Who Were the Suspects that Jeffrey MacDonald Says Murdered His Family?

WATCH: Former Green Beret Surgeon Jeffrey MacDonald Talks About Murders of His Family Under Hypnosis

When military police officer Ken Mica arrived at Jeffrey MacDonald’s Fort Bragg, North Carolina apartment on Feb. 17, 1970, he saw MacDonald in the master bedroom, lying on his stomach next to his bloodied wife, Colette.

“I see he’s still alive and I lean down next to him and say, ‘Who did this?’ ” Mica tells PEOPLE. “And he starts describing three guys and a woman.”

The woman he described — long blonde hair or wig, a floppy hat and knee-high boots — resembled a woman Mica had passed on the way to the apartment belonging to MacDonald, a Green Beret surgeon.
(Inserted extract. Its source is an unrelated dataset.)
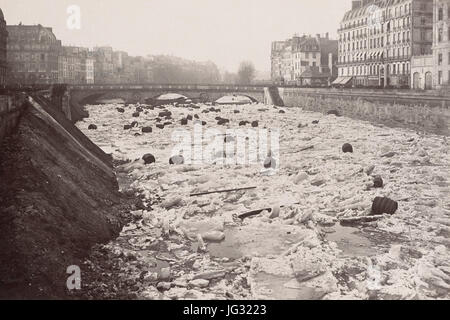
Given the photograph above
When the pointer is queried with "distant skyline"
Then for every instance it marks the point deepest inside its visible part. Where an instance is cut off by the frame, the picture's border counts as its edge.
(225, 32)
Mica says it was unusual to see a woman alone at that hour at Fort Bragg.

He told his lieutenant to send a police car, but no car was ever sent.

Later that morning, Fayetteville police detective Prince Beasley heard a description of the intruders and recognized one of them — the female — as Helena Stoeckley, who had a history with drugs and was one of his narcotics informants. Beasley had his dispatch call CID, the Army’s investigative division, to let them know he had one of the suspects.

But no one ever responded, he said.

Thus began Stoeckley’s long and complicated relationship with the case of the murder of Jeffrey MacDonald’s wife, Colette, 26, and their daughters Kimberley, 5, and Kristen, 2. Over the next 12 years, she repeatedly confessed to being at the MacDonald home on Feb. 17, 1970, the night of the murders. So did her boyfriend, Greg Mitchell, a Vietnam veteran who’d picked up a heroin addiction while fighting overseas.

But more than nine years after the murders, in 1979, MacDonald was convicted of the murders. He has always maintained his innocence, though prosecutors and Collette’s brother, Bob Stevenson, are just as adamant he’s guilty.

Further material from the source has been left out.